El Gobierno ha tratado, pese a ello, el altercado que han provocado esas palabras como si en lugar de estar Venezuela gobernada por un político que ignora todos los usos diplomáticos lo estuviera por el más respetuoso canciller. Muchas cosas se han echado a faltar en la respuesta de Zapatero frente a las baladronadas de Hugo Chávez, pero de todas una ha destacado sobre el resto: el apoyo al juez Velasco que, de puro tímido, casi podría considerarse inexistente.
El presidente Zapatero tiene, sin embargo, la obligación constitucional de salir en defensa de la labor de nuestras instituciones democráticas.
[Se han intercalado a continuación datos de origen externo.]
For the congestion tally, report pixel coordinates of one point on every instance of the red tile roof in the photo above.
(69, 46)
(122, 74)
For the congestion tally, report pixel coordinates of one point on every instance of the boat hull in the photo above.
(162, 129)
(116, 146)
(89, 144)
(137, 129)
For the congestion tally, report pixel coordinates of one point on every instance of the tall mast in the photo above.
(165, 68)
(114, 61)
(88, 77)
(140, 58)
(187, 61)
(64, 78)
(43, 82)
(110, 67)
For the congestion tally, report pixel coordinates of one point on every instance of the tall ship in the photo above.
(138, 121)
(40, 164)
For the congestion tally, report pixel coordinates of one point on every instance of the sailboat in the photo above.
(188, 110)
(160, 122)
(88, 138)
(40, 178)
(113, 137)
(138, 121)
No ha de entrar, claro, en el fondo del asunto, pero sí exigir el respeto debido, dentro y fuera de España, a la labor de nuestros jueces que, mientras no se demuestre lo contrario, actúan solo guiados por la función que la Constitución les atribuye: juzgar y hacer ejecutar lo juzgado.
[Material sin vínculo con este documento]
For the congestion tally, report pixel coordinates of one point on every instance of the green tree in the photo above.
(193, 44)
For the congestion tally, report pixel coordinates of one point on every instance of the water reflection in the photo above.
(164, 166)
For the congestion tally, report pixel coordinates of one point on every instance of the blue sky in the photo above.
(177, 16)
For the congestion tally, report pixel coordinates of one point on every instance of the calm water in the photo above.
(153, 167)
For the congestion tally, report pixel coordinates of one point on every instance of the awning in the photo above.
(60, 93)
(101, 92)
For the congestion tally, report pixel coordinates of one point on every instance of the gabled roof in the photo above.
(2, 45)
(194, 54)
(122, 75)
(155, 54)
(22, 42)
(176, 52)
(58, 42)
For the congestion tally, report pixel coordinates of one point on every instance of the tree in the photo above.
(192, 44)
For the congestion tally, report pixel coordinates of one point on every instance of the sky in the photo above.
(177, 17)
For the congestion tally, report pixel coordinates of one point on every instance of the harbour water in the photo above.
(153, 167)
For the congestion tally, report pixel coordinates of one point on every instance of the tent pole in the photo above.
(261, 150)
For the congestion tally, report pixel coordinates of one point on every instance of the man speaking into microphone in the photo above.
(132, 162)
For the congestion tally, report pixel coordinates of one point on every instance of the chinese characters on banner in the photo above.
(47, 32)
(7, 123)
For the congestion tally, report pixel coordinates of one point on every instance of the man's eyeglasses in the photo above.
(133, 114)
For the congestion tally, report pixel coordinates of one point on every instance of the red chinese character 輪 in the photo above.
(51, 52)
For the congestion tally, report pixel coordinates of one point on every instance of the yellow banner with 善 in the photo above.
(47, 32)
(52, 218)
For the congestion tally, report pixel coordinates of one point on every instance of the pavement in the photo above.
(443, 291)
Esa increíble pusilanimidad presidencial resultaría menos sangrante, en todo caso, si no se hubiera producido de forma paralela a los extraordinarios elogios dirigidos a otro miembro de la carrera judicial -el juez Garzón- quien, con motivo o sin él (eso se verá) está siendo objeto de tres procesos judiciales.
De hecho, ese más que sorprendente contraste pone de relieve que nuestro presidente está muy lejos de entender cuál es la función que tiene asignada como máximo titular del poder ejecutivo. Él no es un político cualquiera -aunque se comporte habitualmente como tal-, sino el jefe del Gobierno, y todo lo que hace o dice se imputa a esa jefatura.
Los simples dirigentes de partido pueden elogiar o criticar al juez Garzón, pues eso es cosa de ellos y de sus respectivos electores. Pero no puede hacerlo el presidente, quien al dejar solo a Velasco y salir en defensa de Garzón se equivoca doblemente: en el primer caso, porque su papel institucional le obliga a defender a un juez en el ejercicio de su cargo y sus funciones frente al inadmisible ataque de un bribón; en el segundo, porque las palabras del presidente Zapatero solo pueden entenderse como una forma de tratar de presionar, o de desprestigiar, a quienes juzgan a Garzón.
Pero ese doble error tiene, al fin y al cabo, un único motivo: que, seis años después de entrar en la Moncloa, Zapatero aún no ha entendido en qué consiste ser el presidente del país.